Fecha: 3 d’octubre de 2021
He de confesar, sin que ello suponga minusvaloración de otras aportaciones, que la verdadera ecología cristiana posee una belleza y una profundidad que no he hallado en ningún otro sistema de pensamiento.
Kilian Jornet, el mejor corredor de montaña del mundo, ganador de mil competiciones y campeón batiendo récords en su especialidad, explicaba desde un escenario público su “filosofía de la vida”.
“Ser libre es no seguir a nadie… Lo que me gusta de la montaña es la incertidumbre, elegir la ruta por la que bajarás, tú creas tu destino. Y, si es en solitario, mejor… La soledad es como estar delante de un espejo”.
A renglón seguido, proclamaba, junto a su austeridad, su decidido ecologismo y su lucha por la conservación de la naturaleza.
Esta fue una declaración sorprendente. Una persona que se había criado en plena naturaleza, que hallaba su identidad en su relación con la montaña, admirado por tantos, no solo a causa de sus triunfos, sino también por sus valores vinculados al deporte, reivindicaba la soledad como garantía de libertad y afirmaba su lucha ecológica.
Esto en la ecología cristiana sería una contradicción. La mirada de este gran deportista ve en una montaña, además quizá de una elemental belleza, un desafío. Es lo que se suele sentir cuando alcanzamos una cumbre: junto al disfrute del paisaje, una satisfacción, una especie de afirmación de uno mismo. Por extensión, podríamos decir que “una prueba del triunfo del ser humano sobre el cosmos”. Por suerte este disfrute tiene un efecto positivo: ayuda a valorar y respetar la misma naturaleza.
También, por suerte, este buen sentido ecológico, en general, no cultiva proyectos individualistas, sino que ha dado lugar a movimientos sociales y políticos… El análisis de la realidad social que suelen hacer estos movimientos tiene en su punto de mira crítico aquellos sistemas de producción que explotan la naturaleza, destruyéndola. Los cristianos damos a esto una sincera bienvenida. Descubrimos además una rendija por donde el hombre moderno supera un materialismo cerrado.
Los cristianos propugnamos una ecología integral. Para nosotros es una concreción de las virtudes. Por eso tiene su fuente en la fe, que nos permite mirar todo con unos ojos nuevos.
Estos ojos de la fe mirando el mundo, en realidad, son muy antiguos en el tiempo (recordamos, por ejemplo, el himno inicial de la Carta a Colosenses, San Basilio de Cesarea y San Gregorio Nacianceno, en el siglo IV, y hace apenas 60 años con la teología de Teilhard de Chardin y su reflejo en el Concilio Vaticano II).
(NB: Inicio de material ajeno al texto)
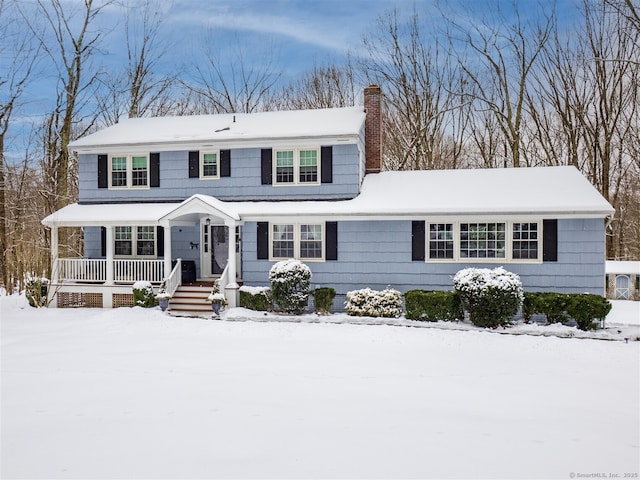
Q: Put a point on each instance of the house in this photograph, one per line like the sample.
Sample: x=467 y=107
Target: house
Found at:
x=623 y=279
x=226 y=196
Son ojos nuevos en el sentido de distintos, novedosos, respecto a la mirada del mundo pagano.
Los ojos de la fe cristiana están iluminados por el Espíritu de Jesucristo. Según Él, la naturaleza y el mundo, como decimos, es un don inmenso; y su sentido último es revelar la armonía y perfección del llamado “Cristo cósmico”, que en su evolución culminará al final de los tiempos con la transformación (plenitud) total en el mismo Cristo.
Aquí la humanidad camina en diálogo con el cosmos, de forma que éste, superando todo individualismo, acaba siendo “casa de todos”. En su momento dijimos que la vivencia más clara de la ecología cristiana es aquella fraternidad inmensa que deviene “cósmica”: “hermana agua, hermano sol, hermana luna, hermana tierra… hermana muerte”. En ese vínculo fraterno nos encontramos verdaderamente libres.